SM: My challenge is probably that by nature, I’m more cautious. I will overthink something and look for the unforeseen and consequences. Whereas Darcy is very much a ‘let’s go; let’s try it’.’ About 90 per cent of the time again, that leads to much better success as a business. There’s those scenarios where we’ll approach something differently, and having the flexibility to think ‘actually, I’m going to follow his lead on this one; I’m going to sit back and follow’ and that can be can be hugely beneficial. 

RC: What’s been the biggest lesson that you’ve learned from your past restaurant experiences?

SM: One is the importance of restaurant culture and how that trickles down from ownership through senior leadership to middle managers and shift supervisors to the individuals on the frontlines, be it the servers, the cooks, the dishwashers, the bartenders. The other is work hard and be nice to people, and that’s a thing that I get up in the morning and say to myself, it’s a thing I’d say when I put my kids to bed at night. Because if you’re working hard and you’re being nice to people, then there’s very little that can go wrong. It’s a great philosophy for not just life but also for how one interacts with guests, customers, suppliers.

DM: I’ve had mentors and bosses that I’ve been lucky to work with, but from an entrepreneurial owner perspective, Peter Fowler at SIR Corp., Michael Bonacini and Peter Oliver at O&B and then Charles Khabouth (INK Entertainment) all had two things in common. One is they were always adamant that music be loud. They wanted their places to feel energetic and alive at all times. And the other one that they had in common was the audacity to take risks and to do things, the audacity to sink a bunch of money into something or a new market. And that was a big impact on me for sure.

RC: How would you like to see the industry change in order for it to become more successful and more sustainable? 

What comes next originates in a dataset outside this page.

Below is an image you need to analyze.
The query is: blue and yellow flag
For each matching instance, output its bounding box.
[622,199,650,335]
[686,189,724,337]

SM: Much of it is heading in the right direction, but one thing that a lot of restaurant businesses learned as they went into the pandemic in the middle of March 2020, that it should have been seen as an embarrassment, really, to the industry, the number of restaurants that weren’t able to make their rent check on the first of April, or even who weren’t able to pay their suppliers for the food that was in the fridges or their staff for the hours worked the week before. And there’s a certain financial accountability and cashflow awareness that the industry realizes it needs to improve going forwards. When it comes to staff, particularly for those back of house, we need to play our part to realize that these people do a huge invaluable job and adjusting that balance in the industry is huge.